You somehow need to find a lot of space between the rear tyre and stoker's right pedal. Straight-through drive is a good idea for the sake of both the frame and the rear BB spindle and bearings, but something has to give. I managed to squeeze a 10-speed sync chain past a fat track final drive chain on mine with some 2mm thick chainring spacers. Some touring tandems use cranks with much wider Q-factor allowing a straight through drive with the timing rings outside the final drive rings. Paketa have given themselves a tough job trying to squeeze a wide belt and two final drive rings inside a conventional road crank Q-factor, which is why they have had to resort to their special yoke.
Right, I've had a bit more of a look it this and the more I look at it, the more I like the idea of having the transfer belt on the right side inboard of the main drive rings. Good weight savings according to Paketa as you're eliminating one spider-mount arm.

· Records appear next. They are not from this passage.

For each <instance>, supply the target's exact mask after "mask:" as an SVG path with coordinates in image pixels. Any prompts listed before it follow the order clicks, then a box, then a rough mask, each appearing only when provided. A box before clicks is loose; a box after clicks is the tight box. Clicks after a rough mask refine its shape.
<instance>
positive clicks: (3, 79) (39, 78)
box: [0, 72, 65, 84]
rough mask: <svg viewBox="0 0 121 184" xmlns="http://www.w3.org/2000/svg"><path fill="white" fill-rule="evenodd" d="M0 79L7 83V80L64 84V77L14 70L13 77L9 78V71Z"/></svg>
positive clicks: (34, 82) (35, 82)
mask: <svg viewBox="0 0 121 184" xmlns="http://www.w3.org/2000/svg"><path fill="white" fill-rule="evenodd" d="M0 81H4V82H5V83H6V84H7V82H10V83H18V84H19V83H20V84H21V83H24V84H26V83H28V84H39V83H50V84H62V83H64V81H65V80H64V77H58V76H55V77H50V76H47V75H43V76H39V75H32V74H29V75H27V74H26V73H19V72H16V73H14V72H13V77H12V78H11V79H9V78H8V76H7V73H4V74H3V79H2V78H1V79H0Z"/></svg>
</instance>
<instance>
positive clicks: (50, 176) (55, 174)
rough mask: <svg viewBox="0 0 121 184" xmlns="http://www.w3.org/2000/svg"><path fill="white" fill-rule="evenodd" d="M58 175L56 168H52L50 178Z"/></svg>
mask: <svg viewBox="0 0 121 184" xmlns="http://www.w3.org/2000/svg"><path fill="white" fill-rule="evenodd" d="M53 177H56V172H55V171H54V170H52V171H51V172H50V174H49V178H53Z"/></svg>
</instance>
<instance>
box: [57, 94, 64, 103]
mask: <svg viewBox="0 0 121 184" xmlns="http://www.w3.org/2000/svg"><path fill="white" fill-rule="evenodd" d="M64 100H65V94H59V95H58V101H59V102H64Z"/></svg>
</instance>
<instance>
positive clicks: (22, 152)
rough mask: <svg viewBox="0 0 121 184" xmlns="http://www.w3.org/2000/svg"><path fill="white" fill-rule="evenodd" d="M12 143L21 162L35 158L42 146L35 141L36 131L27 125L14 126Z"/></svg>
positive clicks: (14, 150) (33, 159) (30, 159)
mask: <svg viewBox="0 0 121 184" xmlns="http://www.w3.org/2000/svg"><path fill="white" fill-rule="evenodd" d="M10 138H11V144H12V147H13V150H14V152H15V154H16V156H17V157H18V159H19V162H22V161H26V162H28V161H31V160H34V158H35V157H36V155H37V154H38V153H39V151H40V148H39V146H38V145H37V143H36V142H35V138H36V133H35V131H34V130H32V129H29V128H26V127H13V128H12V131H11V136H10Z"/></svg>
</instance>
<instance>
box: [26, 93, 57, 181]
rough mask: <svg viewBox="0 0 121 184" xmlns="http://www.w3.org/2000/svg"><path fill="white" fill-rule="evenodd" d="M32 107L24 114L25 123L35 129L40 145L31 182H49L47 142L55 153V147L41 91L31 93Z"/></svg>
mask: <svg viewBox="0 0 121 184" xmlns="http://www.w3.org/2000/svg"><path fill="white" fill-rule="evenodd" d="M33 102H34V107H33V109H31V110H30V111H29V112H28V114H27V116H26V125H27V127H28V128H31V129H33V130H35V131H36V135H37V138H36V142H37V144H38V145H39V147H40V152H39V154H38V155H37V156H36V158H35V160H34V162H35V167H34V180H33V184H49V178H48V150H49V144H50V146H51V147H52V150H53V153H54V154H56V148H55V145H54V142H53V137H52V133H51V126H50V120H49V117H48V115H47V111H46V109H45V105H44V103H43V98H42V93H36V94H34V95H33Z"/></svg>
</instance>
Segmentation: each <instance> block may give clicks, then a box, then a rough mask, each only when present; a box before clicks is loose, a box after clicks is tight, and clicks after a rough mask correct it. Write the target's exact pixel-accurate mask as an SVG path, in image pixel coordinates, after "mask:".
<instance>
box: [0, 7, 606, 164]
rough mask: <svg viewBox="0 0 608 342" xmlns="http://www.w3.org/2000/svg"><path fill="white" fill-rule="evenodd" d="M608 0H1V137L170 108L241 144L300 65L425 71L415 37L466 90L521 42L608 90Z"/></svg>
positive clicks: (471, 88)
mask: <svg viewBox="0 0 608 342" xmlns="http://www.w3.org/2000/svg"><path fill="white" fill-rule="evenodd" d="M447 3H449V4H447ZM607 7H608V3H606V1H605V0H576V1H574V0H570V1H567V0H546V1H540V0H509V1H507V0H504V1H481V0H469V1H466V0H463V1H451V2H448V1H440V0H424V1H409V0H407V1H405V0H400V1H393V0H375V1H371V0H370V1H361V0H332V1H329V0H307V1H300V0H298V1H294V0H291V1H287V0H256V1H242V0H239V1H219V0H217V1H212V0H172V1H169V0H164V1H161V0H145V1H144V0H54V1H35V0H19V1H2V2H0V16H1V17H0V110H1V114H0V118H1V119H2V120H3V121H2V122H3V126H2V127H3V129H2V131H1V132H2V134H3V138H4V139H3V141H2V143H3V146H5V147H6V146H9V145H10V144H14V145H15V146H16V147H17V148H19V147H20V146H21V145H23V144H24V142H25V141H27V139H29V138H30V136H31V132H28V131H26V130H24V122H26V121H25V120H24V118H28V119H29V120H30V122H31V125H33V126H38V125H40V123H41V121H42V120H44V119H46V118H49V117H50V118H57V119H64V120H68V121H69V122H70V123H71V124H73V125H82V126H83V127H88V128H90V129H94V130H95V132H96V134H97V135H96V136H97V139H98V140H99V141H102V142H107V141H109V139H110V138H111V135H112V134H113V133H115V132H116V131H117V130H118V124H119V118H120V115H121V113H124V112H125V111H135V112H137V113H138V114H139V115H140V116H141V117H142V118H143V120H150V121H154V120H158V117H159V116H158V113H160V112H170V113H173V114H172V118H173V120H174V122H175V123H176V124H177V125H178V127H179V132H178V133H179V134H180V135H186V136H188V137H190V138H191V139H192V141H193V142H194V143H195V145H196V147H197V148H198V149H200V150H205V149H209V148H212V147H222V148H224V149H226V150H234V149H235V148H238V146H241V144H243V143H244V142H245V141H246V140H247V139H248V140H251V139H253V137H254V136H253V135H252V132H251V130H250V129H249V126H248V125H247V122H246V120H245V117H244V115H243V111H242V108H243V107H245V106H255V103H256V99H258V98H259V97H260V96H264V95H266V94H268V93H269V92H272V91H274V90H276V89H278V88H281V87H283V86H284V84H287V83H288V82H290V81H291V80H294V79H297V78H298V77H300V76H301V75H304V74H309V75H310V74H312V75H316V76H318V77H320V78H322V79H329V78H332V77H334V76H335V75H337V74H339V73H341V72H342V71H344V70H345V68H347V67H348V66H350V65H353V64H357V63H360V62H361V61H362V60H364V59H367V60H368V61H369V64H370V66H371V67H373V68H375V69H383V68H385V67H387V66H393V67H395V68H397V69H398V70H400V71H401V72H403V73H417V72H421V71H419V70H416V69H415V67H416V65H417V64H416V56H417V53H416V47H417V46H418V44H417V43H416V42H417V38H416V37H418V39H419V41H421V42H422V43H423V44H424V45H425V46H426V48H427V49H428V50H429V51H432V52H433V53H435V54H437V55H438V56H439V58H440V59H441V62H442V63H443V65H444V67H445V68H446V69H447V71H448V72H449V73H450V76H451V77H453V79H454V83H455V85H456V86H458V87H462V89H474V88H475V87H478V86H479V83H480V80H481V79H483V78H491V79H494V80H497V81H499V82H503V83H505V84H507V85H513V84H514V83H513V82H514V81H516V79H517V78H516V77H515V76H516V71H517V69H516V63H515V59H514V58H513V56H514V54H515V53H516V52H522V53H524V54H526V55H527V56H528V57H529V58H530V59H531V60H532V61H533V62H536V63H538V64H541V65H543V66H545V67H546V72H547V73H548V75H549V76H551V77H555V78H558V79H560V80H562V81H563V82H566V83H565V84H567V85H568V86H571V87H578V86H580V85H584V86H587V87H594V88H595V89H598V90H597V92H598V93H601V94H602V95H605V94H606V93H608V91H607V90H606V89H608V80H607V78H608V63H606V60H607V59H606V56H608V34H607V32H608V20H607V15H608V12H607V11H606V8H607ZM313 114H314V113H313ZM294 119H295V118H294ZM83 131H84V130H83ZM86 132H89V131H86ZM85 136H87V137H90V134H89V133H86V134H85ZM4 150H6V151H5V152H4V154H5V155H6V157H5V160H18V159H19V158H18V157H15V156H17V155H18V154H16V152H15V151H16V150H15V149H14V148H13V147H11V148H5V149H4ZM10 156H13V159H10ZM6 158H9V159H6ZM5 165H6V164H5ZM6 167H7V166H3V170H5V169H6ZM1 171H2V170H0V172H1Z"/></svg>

This is what Paketa have to say on the subject:
Custom Yoke to mount timing belt on drive side
The CAD-designed, CNC’ed chain stay yoke is a Paketa exclusive. Who else but the company that's been working with magnesium exclusively for ten years could engineer this subtle work of art? Paketa introduced the worlds first - and still the only - magnesium tandem in 2005, and brings more experience in magnesium bicycle construction than anyone on the planet. The yoke design allows the transfer sprocket to fit in as close as possible to the center line of the frame, yet still provides enough clearance for up to a 28 mm tire—enough for even Clydesdale-class tandem teams to enjoy the benefits of a light weight Paketa tandem.
So I guess you would need a special chain stay yoke to acheive this?
Also, can someone explain what they're doing with the main crank set to be able to get the gates drive inboard of the small chainring? Some sort of fancy adapter?
From these pictures, I see di2 with Sram. I'm not familiar with Sram so assume that it works ok? So you'd just need two standard cranksets?